Existing Muslim communities in Europe have long eschewed assimilation. They tend to remain aloof and concentrated in distinct areas where their cultures and religious beliefs can remain unsullied by the influences of the broader “infidel” community. And, as some European countries have seen, these cultural citadels are to terrorists what swamps are to mosquitoes.

While only a small percentage of Muslims are terrorists, all devout Muslims insist on the singular truth of their faith and on enforcing a rigid single standard of behavior derived from that faith. That standard, particularly as it relates to females, is often antithetical to Western values.

Europe has been struggling with this for years. Meanwhile, the United States has plenty of its own homegrown religious hardliners insisting that the entire nation bend to their beliefs. The United States certainly doesn’t need to import more people who demand that God’s law supersede secular law.

Not to be overlooked in all of this is that much of the strife in the Muslim world is internecine — Muslims killing Muslims over various confounding complexities of politics, ethnicities and which version of Islam is the one, true religion.

These complexities explain why rich Arab countries, like Saudi Arabia, are not taking in more Muslim refugees, or doing more to aid them.

How much of the internecine conflict flows in with the deluge of asylum-seeking Muslim refugees?

Europe is not much of a melting pot, and, America, with its exaggerated emphasis on accommodating diversity, is becoming less a melting pot and more a cauldron of conflicting ideologies, theologies, ethnicities and economic classes less likely smelted into the alloy of unity.

Obsessive political correctness is the choking perfume attempting to mask the stench of the resulting disharmony; so don’t dare question bilingual education, or why election ballots are printed in Spanish, or why Congress is fractured and feckless, or why your kid’s science textbook reads like the Old Testament, just celebrate the diversity.

America should be very cautious about accepting Muslim migrants into this cauldron of diversity. These folks aren’t all like the quaint Amish, harmlessly self-segregating into quiet religious communities.

From their Muslim ranks arise the homicidal religious zealots who are why Americans now endure erosion of their constitutional rights and personal indignities at the airport.

In a symbolic gesture intended to motivate others to do the same, Pope Francis has volunteered to take two refugee families into the Vatican. Yet, on the streets of America and Europe there are already significant numbers of mendicant homeless people. If folks are being called upon to offer up their couches and spare bedrooms to the world’s huddled masses, shouldn’t they first take in their own less fortunate fellow citizens?

History is replete with massive migrations of people who covet their neighbors’ greener pastures and would rather resettle on them than endure their own less desirable homelands.
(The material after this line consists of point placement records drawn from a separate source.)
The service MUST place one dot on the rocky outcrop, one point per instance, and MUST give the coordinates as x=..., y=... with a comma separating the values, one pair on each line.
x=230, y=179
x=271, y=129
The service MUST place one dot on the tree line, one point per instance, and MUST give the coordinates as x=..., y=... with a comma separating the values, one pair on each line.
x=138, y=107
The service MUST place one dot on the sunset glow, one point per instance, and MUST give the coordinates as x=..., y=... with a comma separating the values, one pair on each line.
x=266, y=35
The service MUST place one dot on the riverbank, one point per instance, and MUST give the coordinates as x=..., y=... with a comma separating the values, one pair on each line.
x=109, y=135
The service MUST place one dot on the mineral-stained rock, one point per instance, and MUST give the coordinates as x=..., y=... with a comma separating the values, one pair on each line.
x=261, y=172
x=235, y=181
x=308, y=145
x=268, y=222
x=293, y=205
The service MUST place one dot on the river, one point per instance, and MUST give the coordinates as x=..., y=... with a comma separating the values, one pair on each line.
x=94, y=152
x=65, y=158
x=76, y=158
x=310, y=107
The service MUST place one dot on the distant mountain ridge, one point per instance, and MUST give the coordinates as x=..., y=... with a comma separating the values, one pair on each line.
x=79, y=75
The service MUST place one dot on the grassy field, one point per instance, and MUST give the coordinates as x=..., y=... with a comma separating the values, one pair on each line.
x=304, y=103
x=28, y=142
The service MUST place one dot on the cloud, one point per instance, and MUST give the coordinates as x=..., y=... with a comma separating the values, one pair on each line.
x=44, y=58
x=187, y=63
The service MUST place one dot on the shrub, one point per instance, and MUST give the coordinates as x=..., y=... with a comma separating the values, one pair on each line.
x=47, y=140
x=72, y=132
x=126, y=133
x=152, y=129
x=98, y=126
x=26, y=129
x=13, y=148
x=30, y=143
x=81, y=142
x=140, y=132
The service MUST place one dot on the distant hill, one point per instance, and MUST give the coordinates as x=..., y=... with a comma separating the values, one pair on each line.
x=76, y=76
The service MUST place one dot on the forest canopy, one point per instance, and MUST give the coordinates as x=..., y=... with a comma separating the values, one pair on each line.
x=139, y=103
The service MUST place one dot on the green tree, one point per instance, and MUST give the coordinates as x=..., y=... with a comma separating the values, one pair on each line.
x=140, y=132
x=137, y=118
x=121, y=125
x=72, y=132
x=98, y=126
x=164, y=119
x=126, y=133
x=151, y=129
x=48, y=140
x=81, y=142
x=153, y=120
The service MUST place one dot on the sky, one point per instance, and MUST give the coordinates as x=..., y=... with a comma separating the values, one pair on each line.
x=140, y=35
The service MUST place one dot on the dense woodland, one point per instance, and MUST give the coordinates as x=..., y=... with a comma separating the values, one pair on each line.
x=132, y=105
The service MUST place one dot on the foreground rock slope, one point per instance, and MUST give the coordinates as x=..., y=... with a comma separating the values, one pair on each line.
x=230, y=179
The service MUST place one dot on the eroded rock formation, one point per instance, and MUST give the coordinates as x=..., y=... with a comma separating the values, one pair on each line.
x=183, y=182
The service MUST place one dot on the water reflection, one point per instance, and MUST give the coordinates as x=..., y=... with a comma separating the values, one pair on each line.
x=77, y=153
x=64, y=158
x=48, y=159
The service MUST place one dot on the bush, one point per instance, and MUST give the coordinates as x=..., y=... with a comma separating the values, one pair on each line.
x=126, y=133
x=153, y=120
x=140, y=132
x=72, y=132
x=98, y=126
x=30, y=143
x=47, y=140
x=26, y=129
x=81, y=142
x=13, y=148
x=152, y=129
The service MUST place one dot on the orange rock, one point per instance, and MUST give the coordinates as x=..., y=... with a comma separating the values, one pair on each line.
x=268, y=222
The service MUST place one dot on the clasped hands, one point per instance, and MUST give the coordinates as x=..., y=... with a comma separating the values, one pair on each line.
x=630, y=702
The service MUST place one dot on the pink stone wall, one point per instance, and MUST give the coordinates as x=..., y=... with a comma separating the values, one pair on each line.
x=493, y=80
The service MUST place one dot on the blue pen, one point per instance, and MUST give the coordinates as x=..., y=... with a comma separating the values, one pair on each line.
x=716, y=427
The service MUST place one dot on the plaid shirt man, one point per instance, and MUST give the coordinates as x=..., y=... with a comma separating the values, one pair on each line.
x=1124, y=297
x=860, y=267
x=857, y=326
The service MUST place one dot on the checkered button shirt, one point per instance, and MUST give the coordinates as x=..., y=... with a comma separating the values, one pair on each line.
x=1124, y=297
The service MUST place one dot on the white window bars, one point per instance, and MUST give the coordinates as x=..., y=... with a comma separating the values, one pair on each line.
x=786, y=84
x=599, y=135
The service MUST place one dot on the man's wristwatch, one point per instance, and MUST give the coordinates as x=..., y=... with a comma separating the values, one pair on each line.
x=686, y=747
Massive migrations always result in considerable changes to the nations receiving them — new cultures, new languages and new religions. Just ask any Native American — nations that wish to remain intact must be careful about who and how many they let in.

The simple rule for visitors, guests and immigrants is, “When in Rome, do as the Romans do.”

Unless the refugees fleeing their Muslim homelands are willing to conform to the larger societies in which they settle, and respect the practices and beliefs of the local cultures there, Europe is making a huge mistake letting them in. America should not make that same mistake.

Finally, there are endless millions of people around the world who would eagerly migrate to America or Europe. But, we must face the reality that not everyone can live in the same place at the same time.

People must get their own house in order rather than barge into someone else’s.